Sales of previously owned U.S. homes rose in July, as more inventory hit the market and an increase in mortgage interest rates likely motivated buyers.
Sales were up 6.5% from the prior month and 17.2% from the same month a year earlier. Homes sold at a seasonally adjusted annual rate of 5.39 million units last month, the National Assn. of Realtors reported Wednesday.
The chief economist of the group, Lawrence Yun, said in a news release that in the short-term, sales will jump as people fear getting priced out of the market. But more people will be priced out of the market as the increase in mortgage financing drives down the number of eligible buyers, he said.

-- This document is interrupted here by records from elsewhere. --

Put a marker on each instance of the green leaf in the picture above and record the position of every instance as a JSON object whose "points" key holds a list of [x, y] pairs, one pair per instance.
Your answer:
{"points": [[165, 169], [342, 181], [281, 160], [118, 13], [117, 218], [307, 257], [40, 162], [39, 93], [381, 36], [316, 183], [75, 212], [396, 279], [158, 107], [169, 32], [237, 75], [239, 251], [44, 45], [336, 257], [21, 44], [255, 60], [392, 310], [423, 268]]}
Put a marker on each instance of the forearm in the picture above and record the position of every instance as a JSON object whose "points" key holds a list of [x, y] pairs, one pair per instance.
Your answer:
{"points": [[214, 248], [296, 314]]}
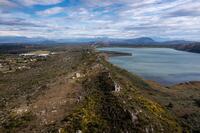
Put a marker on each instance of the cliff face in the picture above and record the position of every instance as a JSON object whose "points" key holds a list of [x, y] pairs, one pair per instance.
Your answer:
{"points": [[84, 94], [113, 103]]}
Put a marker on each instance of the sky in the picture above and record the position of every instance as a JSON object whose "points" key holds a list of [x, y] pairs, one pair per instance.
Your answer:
{"points": [[62, 19]]}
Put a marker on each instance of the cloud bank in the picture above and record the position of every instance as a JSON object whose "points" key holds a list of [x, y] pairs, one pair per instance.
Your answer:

"Mortgage interest rates are at the highest level in two years, pushing some buyers off the sidelines," Yun said. "The initial rise in interest rates provided strong incentive for closing deals. However, further rate increases will diminish the pool of eligible buyers."
Housing inventory rose 5.6% last month to total 2.28 million homes available for sale, representing about a five-month supply at the current sales pace. Economists typically consider six months of supply to be a balanced market.
The national median home price was $213,500 last month. That was a slight slip from the $214,200 median in June, but up 13.7% from July 2012. It was the 17th consecutive month of year-over-year price increases. The median is now just 7.3% below the all-time record of $230,400 in July 2006.
Sales of foreclosed homes and short sales made up just 15% of the market last month, down from 24% in July 2012.